Seeking to get as much out of life as you possibly can is one way of facing this:
- “Eat drink and be merry, for tomorrow we die” is a very old but still used approach.
- Others are fiercely productive, fulfilling bucket lists of what they want to do while they can.
- Some try to leave lasting memories for their families — words and gifts for them to open on future birthdays and other anniversaries.
Alternatively, the hospice movement seeks to bring calm instead of frenetic activity before the inevitable.
We’re all different, but I don’t believe that death is the end.
I understand that; death is no friend. It’s frightening in its apparent bleakness, darkness, and loneliness. Why would we want to look at it if we could push it to the margins and ignore it? But, it is surely worthy of deliberate thought.
Some people with terminal cancer try to think about dying. They write blogs to try to make sense of what they are facing.

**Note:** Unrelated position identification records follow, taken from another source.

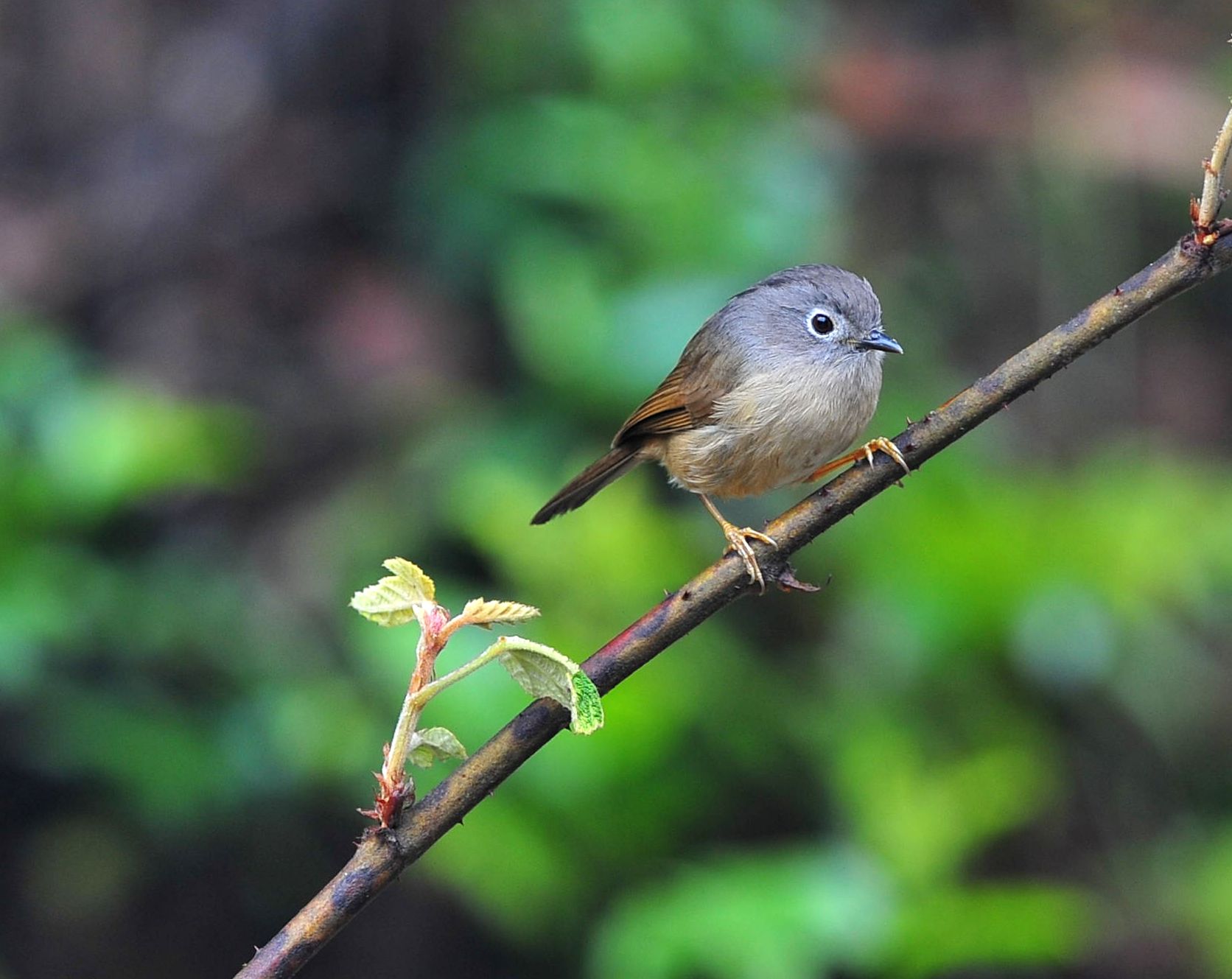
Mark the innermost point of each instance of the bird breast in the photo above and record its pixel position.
(775, 427)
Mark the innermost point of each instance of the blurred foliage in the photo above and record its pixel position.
(990, 746)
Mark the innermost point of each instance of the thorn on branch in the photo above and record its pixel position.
(786, 580)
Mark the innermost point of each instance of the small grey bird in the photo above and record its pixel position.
(766, 394)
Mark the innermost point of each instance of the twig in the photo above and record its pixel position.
(383, 854)
(1213, 185)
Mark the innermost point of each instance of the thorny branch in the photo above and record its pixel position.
(1205, 212)
(383, 854)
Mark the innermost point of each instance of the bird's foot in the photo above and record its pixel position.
(865, 452)
(883, 445)
(738, 541)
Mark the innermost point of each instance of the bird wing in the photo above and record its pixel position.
(684, 401)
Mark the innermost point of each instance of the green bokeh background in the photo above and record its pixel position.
(295, 289)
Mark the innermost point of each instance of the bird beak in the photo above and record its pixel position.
(878, 340)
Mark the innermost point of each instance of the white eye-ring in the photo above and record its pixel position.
(821, 323)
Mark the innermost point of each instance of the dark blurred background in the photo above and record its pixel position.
(293, 287)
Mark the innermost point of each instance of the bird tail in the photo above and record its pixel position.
(589, 482)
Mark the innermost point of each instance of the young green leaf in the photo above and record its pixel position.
(435, 744)
(483, 612)
(542, 671)
(587, 709)
(392, 600)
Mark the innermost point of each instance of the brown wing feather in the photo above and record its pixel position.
(687, 397)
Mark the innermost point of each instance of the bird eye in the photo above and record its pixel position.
(821, 324)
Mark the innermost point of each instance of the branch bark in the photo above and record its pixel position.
(383, 854)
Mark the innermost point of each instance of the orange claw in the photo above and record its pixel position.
(865, 452)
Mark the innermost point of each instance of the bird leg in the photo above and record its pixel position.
(864, 452)
(738, 541)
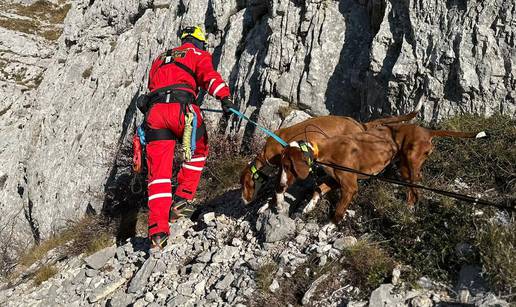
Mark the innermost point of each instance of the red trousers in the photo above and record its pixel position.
(160, 156)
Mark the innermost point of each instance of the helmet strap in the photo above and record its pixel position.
(197, 43)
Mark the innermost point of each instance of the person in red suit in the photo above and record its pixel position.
(174, 81)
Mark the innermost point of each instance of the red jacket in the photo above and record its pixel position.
(199, 61)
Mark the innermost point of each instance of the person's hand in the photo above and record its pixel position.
(228, 103)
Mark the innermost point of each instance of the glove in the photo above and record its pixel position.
(228, 103)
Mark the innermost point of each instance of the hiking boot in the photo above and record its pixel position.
(180, 208)
(159, 240)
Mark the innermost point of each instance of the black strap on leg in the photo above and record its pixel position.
(158, 135)
(201, 131)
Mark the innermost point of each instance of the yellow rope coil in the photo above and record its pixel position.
(187, 136)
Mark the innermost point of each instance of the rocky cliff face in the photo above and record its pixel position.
(66, 129)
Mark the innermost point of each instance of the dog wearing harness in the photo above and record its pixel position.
(171, 116)
(361, 156)
(311, 129)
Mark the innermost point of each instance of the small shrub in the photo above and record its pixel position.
(480, 163)
(497, 247)
(44, 273)
(224, 165)
(37, 252)
(368, 265)
(90, 235)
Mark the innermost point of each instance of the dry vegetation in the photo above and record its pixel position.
(43, 274)
(85, 236)
(224, 165)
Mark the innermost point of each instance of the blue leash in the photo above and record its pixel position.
(239, 114)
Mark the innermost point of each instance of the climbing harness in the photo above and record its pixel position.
(187, 136)
(466, 198)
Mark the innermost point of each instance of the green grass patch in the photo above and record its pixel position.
(368, 265)
(41, 18)
(88, 235)
(497, 246)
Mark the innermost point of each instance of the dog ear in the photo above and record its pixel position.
(299, 164)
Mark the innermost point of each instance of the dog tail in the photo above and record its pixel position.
(458, 134)
(391, 120)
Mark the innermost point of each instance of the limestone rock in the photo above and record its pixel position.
(100, 258)
(275, 227)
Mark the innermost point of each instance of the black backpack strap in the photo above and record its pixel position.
(152, 135)
(201, 130)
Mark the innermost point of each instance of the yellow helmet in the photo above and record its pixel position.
(195, 32)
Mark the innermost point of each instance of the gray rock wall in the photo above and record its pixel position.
(65, 145)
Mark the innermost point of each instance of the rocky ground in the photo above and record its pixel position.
(232, 256)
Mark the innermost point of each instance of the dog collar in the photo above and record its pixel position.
(308, 151)
(257, 174)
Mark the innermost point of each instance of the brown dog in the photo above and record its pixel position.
(311, 129)
(368, 152)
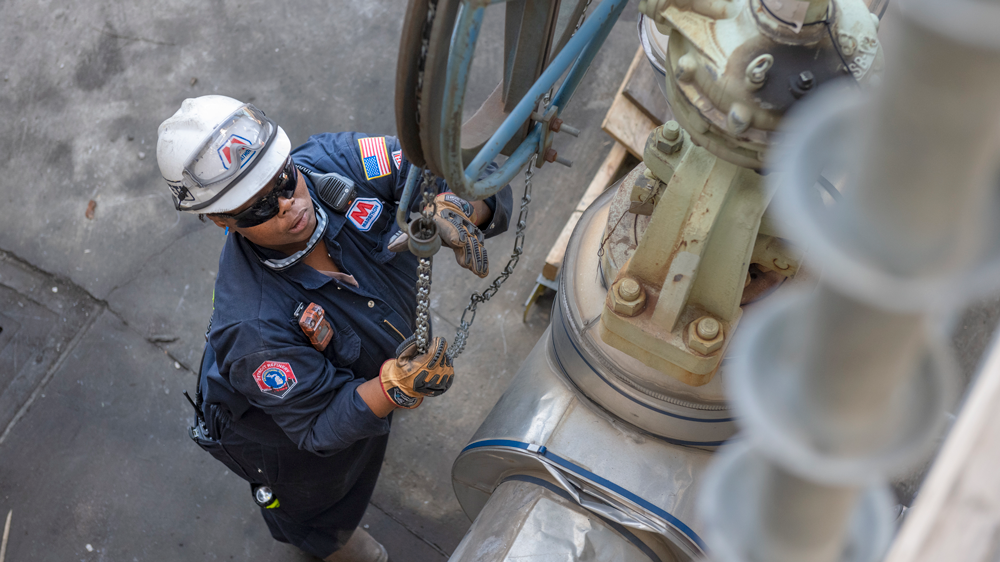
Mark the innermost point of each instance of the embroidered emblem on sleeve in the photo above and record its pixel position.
(274, 377)
(364, 212)
(375, 157)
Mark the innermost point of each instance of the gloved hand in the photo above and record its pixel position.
(409, 377)
(458, 232)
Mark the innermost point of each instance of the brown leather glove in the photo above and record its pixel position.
(409, 377)
(458, 232)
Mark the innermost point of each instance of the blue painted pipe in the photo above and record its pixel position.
(406, 200)
(578, 52)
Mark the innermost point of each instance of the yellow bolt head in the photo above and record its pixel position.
(699, 332)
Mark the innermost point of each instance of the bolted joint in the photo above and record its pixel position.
(669, 138)
(705, 335)
(627, 297)
(552, 156)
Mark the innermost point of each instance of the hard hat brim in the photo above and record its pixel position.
(270, 164)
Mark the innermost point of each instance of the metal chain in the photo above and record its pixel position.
(427, 211)
(458, 344)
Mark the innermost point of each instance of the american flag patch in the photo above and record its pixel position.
(375, 157)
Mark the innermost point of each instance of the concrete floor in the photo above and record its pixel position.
(102, 319)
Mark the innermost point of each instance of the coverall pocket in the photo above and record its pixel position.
(221, 454)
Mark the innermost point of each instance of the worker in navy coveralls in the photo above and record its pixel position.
(308, 427)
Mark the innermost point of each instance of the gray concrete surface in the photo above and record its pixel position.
(93, 448)
(91, 375)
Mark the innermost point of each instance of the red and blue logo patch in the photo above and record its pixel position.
(275, 377)
(364, 212)
(226, 151)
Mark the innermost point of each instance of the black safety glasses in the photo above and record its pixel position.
(265, 208)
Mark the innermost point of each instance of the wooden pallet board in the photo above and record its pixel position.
(627, 122)
(637, 109)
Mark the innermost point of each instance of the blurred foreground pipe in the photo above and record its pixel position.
(839, 389)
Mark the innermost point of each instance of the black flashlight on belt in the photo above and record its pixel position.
(264, 497)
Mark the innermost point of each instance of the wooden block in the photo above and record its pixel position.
(625, 122)
(605, 174)
(642, 89)
(628, 125)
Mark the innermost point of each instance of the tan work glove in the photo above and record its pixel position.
(454, 222)
(409, 377)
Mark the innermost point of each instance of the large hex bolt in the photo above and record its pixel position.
(627, 297)
(705, 335)
(669, 138)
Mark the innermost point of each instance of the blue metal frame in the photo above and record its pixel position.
(578, 52)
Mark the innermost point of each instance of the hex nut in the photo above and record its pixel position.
(702, 345)
(669, 138)
(625, 306)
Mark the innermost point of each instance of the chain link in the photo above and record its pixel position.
(583, 17)
(458, 344)
(422, 329)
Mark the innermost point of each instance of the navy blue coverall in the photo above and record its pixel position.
(284, 414)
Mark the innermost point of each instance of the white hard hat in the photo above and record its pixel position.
(216, 153)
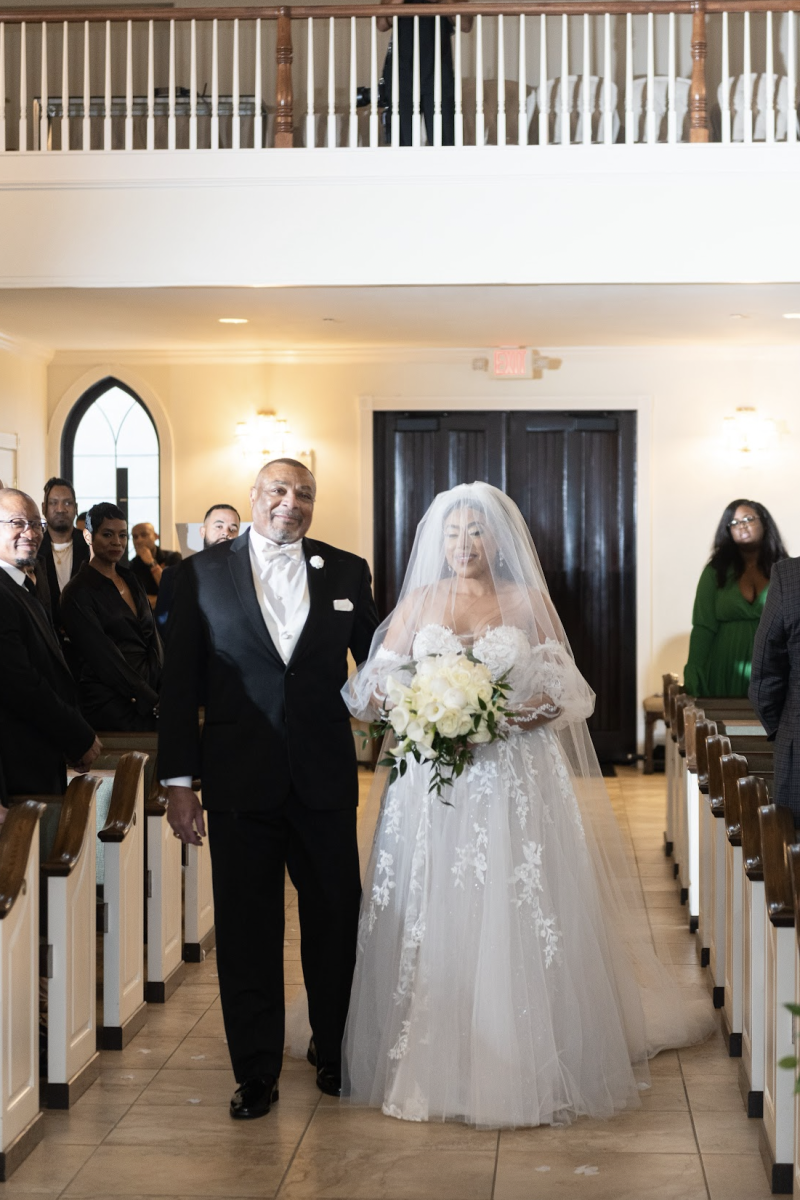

Is this the end for me? Does everything stop now? Is the life that I’ve lived of any significance? These are hard thoughts.
We’re all different, but, personally, I don’t believe that death is the end.
Many can testify to a sense of ‘eternity’ hard-wired into us, and my Christian faith, as taught in the Bible and expressed in the person of Jesus Christ, has helped me through this tough period.
He has been on the path to death that I might need to be treading soon but emerged from that into a new life.
This has been the surest and most constant help for me in these challenging days.